A: It’s hugely profitable if you dominate the market. In ten years JPMorgan has never lost money on a short sale. I can document that, if anybody in the government cares. They’ve made billions doing this while never a losing trade, which anyone who knows anything about futures trading will tell you is absolutely impossible. You do that by cheating.

Q: I’m not going to ask you about the big counterparties who are the losers in these trades because we are running out of space. JPMorgan is showing nearly 150 million ounces of silver in their name in their COMEX warehouse. That’s more than the Hunt brothers owned in 1980. However, you claim they have 800 million ounces in total.
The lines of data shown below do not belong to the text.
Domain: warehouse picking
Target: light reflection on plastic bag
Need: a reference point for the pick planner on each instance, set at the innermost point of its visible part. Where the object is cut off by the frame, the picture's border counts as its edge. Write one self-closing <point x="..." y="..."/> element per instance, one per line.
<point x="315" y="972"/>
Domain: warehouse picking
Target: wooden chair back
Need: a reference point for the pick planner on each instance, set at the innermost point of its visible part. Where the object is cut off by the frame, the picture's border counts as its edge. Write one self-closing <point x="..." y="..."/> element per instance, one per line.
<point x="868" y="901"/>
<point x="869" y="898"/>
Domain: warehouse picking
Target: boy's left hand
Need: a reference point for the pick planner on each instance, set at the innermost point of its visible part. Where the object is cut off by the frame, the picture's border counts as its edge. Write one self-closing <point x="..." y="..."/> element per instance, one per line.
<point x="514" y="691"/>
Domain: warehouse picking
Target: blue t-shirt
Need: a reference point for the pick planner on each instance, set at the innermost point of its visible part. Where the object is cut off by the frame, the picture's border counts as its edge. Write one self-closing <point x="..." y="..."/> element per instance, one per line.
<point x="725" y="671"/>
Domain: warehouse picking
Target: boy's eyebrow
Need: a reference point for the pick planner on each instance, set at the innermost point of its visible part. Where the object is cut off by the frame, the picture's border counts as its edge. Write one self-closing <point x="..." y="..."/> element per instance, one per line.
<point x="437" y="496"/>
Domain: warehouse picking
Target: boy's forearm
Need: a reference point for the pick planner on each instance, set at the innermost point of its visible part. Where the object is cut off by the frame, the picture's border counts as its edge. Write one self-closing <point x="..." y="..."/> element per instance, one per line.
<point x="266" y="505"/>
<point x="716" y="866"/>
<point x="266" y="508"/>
You don’t have the same kind of solid documentation on this figure as you do on the 150 million in their warehouse. Don’t you think this hurts your credibility?

A: I’ve been focusing on the futures market and silver for more than 30 years. I’ve been scrutinizing JPMorgan’s activities closely for ten years. They acted to squash and suppress the price of silver while accumulating as much physical silver as they could. This is the ultimate market crime. Of course they have tried to hide this fact, but if you read my newsletter, you will see the kind of detective work I have used to track their acquisition of the greatest hoard of silver in the history of mankind.

Q: You are saying they grossly manipulated the market to set up a mind-boggling profit, right?

A: For every ten dollars that silver rises they make 8 billion dollars. They forced down the market and bought silver bars on the cheap to set themselves up for an astonishing profit.

Q: Any other evidence?

A: Take JPMorgan out of the short side and the price of silver would be much higher. That’s proof of manipulation in itself. Look at the government data. It’s conclusive. It’s illegal to conspire to suppress the price of a commodity in order to buy it at a lower price and reap a big profit after you close out your short sale.